If your interest in the modern vampire is waning, diluted by the lack of true scares and mystery in the modern TWILIGHT-style interpretations, maybe you just need to take a trip into the past. Called “deliciously macabre” by BOOKLIST, DESCENT INTO DUST (Avon A; softcover; $13.99) is the recently released first novel in the Emma Andrews vampire slayer series, a bloodsucker tale set in the mid-1800s, steeped in the foreboding shadows of looming castles and foggy moors.

“I like the era because it’s inherently spooky,” the book’s author, Jacqueline Lepore, tells Fango. “It’s the last bastion before the modern era…when superstitions and legends still existed as cultural truths for so many people.”

The story of DESCENT INTO DUST, which hit shelves this past Tuesday, revolves around a young widow named Emma Andrews who arrives at her cousin’s countryside manor during the time of a mysterious plague. Meanwhile, Emma begins to see ghosts roaming the grounds, and her family begins to worry she is losing her mind, just as her mother did at her age. What starts as a mystery novel eventually transforms into Emma’s acceptance of her own destiny—that of a vampire hunter. Plus a guy named Dracula shows up as further spice in this Victorian page turner.

“The concept of how women lived in the past has long been a source of fascination for me,” says Lepore. “I’ve often thought (or rather dreaded) what it would be like for someone like me, who has been able to work both in my profession as a psychologist and as a fiction writer, to have lived in the past when those kinds of opportunities would not have been available to me. So with Emma, here’s a woman who HAS to act like a man to take charge.

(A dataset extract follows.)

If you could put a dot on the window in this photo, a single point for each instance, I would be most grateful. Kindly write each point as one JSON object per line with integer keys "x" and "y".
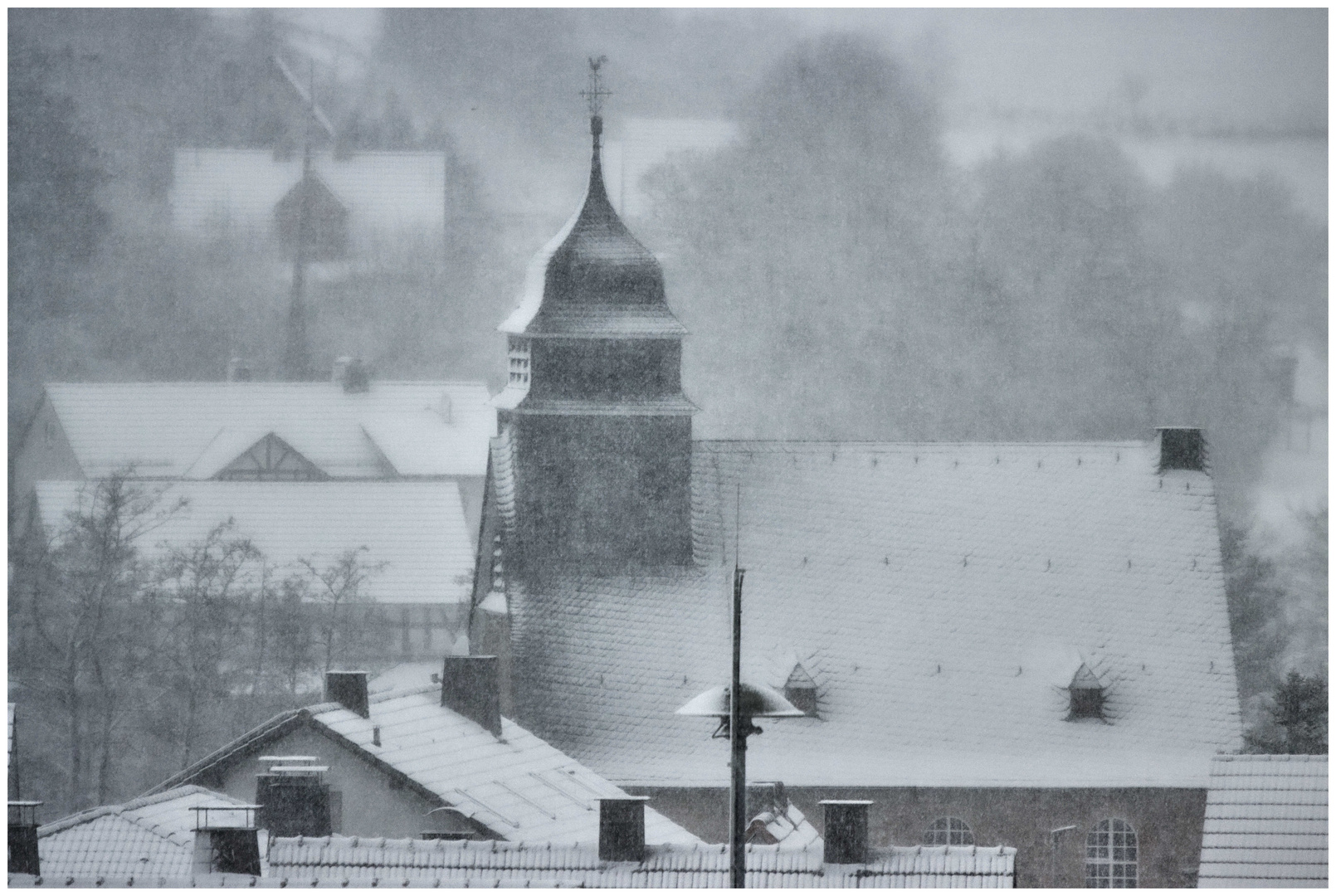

“In many ways she is a modern woman, true—and while we look at her as a hero, in her world she’s an oddball, an intellectual, a misfit. And that conflict is part of what makes her struggle so interesting. That and nasty, nasty vampires.”

And the creatures in DESCENT INTO DUST are nasty, harkening back to the early days of vampire fiction, when these fanged fiends were far more interested in biting your neck than kissing it. “It has all the old style trappings—stakes, salt, garlic, coffins…it is different from other series’ that have innovated the rules away from the old world prescriptions.” In a genre that has ballooned out of proportion, it is a great comfort to read a book that tries to return the vampire mythology back to its roots. However, Lepore’s original intent for the potential franchise was far different.

“I always wanted this to be a series,” the author says. “The concept was, however, to have this as a Victorian/Agatha Christie style mystery series.” But as the concept began to develop, so did a massive change in direction. “I always loved supernatural books and movies and once I made the leap to using supernatural beings and forces and all of that, the ideas really started to flow. That’s how I knew I was onto something good.”

Apparently critics agree, as DESCENT INTO DUST has received great reviews since debuting, prompting the question of what’s next for Lepore. “I’m concentrating on the Emma Andrews series,” she says. “THE CYPRIAN QUEEN is due out next year, and I am currently working on THE DARK WALTZ, the third installment.”